In 1966 he settled in Rome, Italy and performed in opera, with orchestra, in recital, and on radio and television in many countries of Europe, England, the United States, Canada, and Africa. He returned to Boston in 1980 and founded the Boston Academy of Music (a reincarnation of a previously defunct organization of the same name). He managed the concert and opera repertory company for 23 years, presenting the American premiere of Sir Arthur Sullivan's grand opera Ivanhoe and many operas which had never been heard in Boston (Richard Strauss's Arabella, the original version of Verdi's La forza del destino, Rossini's La pietra del paragone, and many others). Subsequently he founded and led The Bostonian Opera and Concert Ensemble ("The Bostonians") with which he produced (and sang the role of Golaud) the New England premiere of the original version of Debussy's Pelléas et Mélisande, which was recorded by ARSIS AUDIO.

In 1983 he was the victim of a street mugging in which his voice was severely injured. After a long period of rehabilitation and retraining (under Gisela Rohmert at the Lichtenberger Institut in Germany), he reemerged (again as a baritone), specializing in the comic roles of Gilbert and Sullivan and the Italian bel canto composers.

In 1985 he began touring in revues of music by Cole Porter, Jacques Brel, Jerome Kern, Kurt Weill and Noël Coward. He made his theater debut in the premiere of Janet Hood and Bill Russell's Elegies for Angels, Punks and Raging Queens (New York 1990), and sang in the premiere of Move! at the Carre Theater in Amsterdam the following year. He has also enjoyed a success as Albin in La Cage aux Folles and as Cervantes/Don Quixote in Man of La Mancha.

Additional singing premieres include the American premiere of Haydn's Orfeo ed Euridice (1966), and the world premiere of Niccolò Castiglioni's I tre misteri (1968). As a producer, he sang and directed the American premiere of the two-act version of Donizetti's Maria Stuarda, and in 2003 he created the role of Montressor in Daniel Pinkham's The Cask of Amontillado.

For many years he was based in Boston, where his activities included teaching and mentoring, production, and stage direction, in addition to singing.

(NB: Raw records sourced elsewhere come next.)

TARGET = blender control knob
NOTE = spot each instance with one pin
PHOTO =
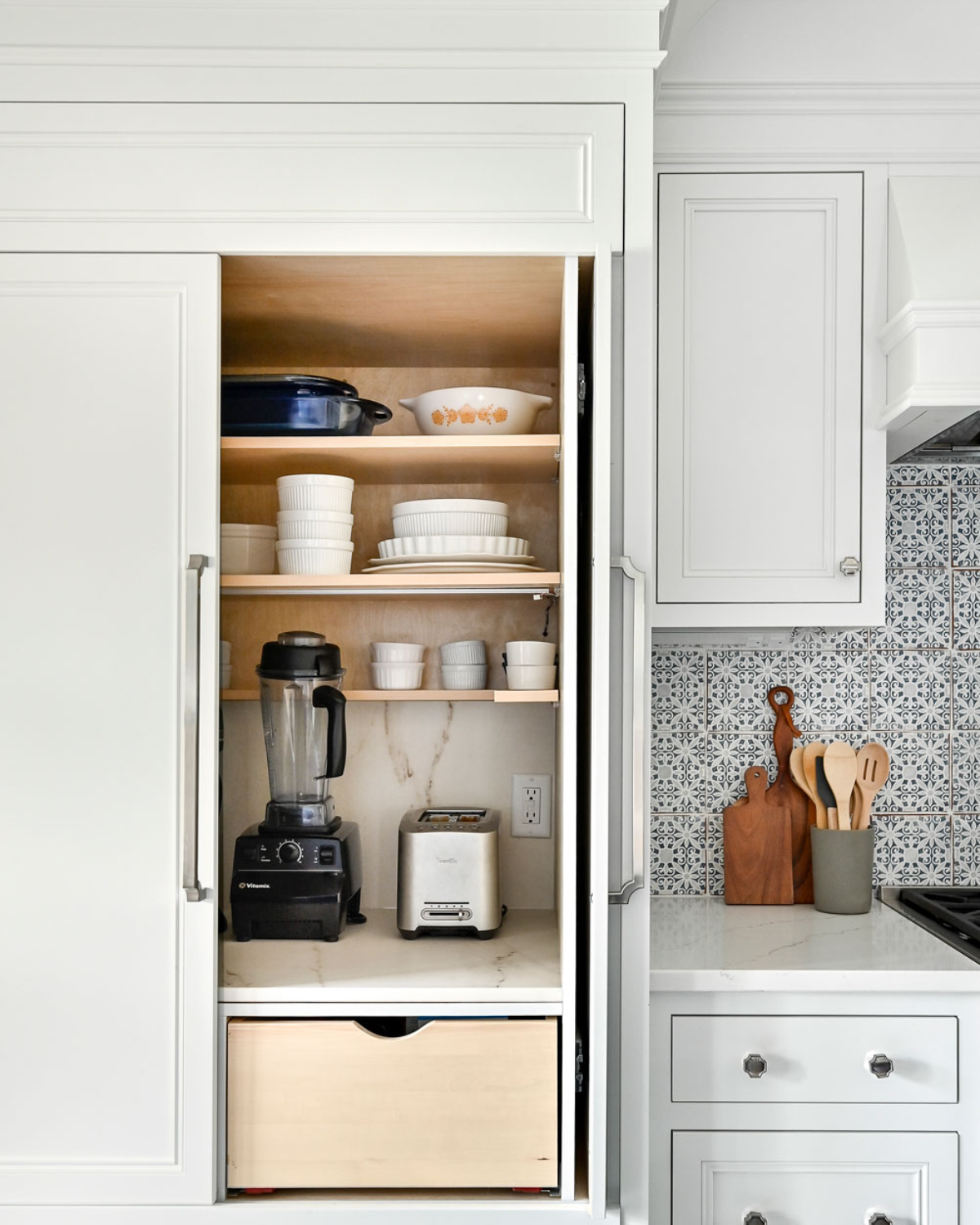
(289, 853)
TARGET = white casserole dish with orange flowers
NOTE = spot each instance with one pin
(475, 411)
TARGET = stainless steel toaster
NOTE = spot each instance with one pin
(448, 871)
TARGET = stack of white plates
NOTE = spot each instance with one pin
(452, 534)
(315, 524)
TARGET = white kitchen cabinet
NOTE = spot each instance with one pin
(815, 1178)
(108, 485)
(766, 475)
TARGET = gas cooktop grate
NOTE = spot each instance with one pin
(956, 909)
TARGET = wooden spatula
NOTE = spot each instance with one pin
(872, 774)
(811, 752)
(840, 767)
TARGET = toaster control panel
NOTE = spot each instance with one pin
(448, 913)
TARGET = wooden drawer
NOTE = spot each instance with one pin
(815, 1058)
(815, 1178)
(330, 1104)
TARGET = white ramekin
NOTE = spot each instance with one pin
(465, 675)
(397, 675)
(314, 524)
(314, 492)
(247, 549)
(315, 556)
(537, 653)
(397, 652)
(526, 676)
(473, 651)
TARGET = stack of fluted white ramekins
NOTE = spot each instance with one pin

For his 70th birthday in 2005, he presented a recital of arias and songs at Massachusetts Institute of Technology. The composers included Noël Coward, Sir Arthur Sullivan, Ralph Vaughan Williams, Daniel Pinkham, Janet Hood and Henry Bishop. In 2011 he celebrated the 50th anniversary of his debut with over 40 colleagues at MIT's Kresge Auditorium.

Richard Conrad died on August 26, 2019.

==Recording==
Conrad's recordings include:
- The Age of Bel Canto, with Joan Sutherland and Marilyn Horne; Richard Bonynge conducting the London Symphony Orchestra and the New Symphony Orchestra of London
- Samuel Barber: Vanessa, complete recording
- Arthur Sullivan: "Guinevere and Other Ballads"
- Songs by Stephen Foster
- Ezra Sims: Chamber Cantata on Chinese Poems
- Noël Coward: "A Room With a View": Noël Coward songs, with William Merrill, piano.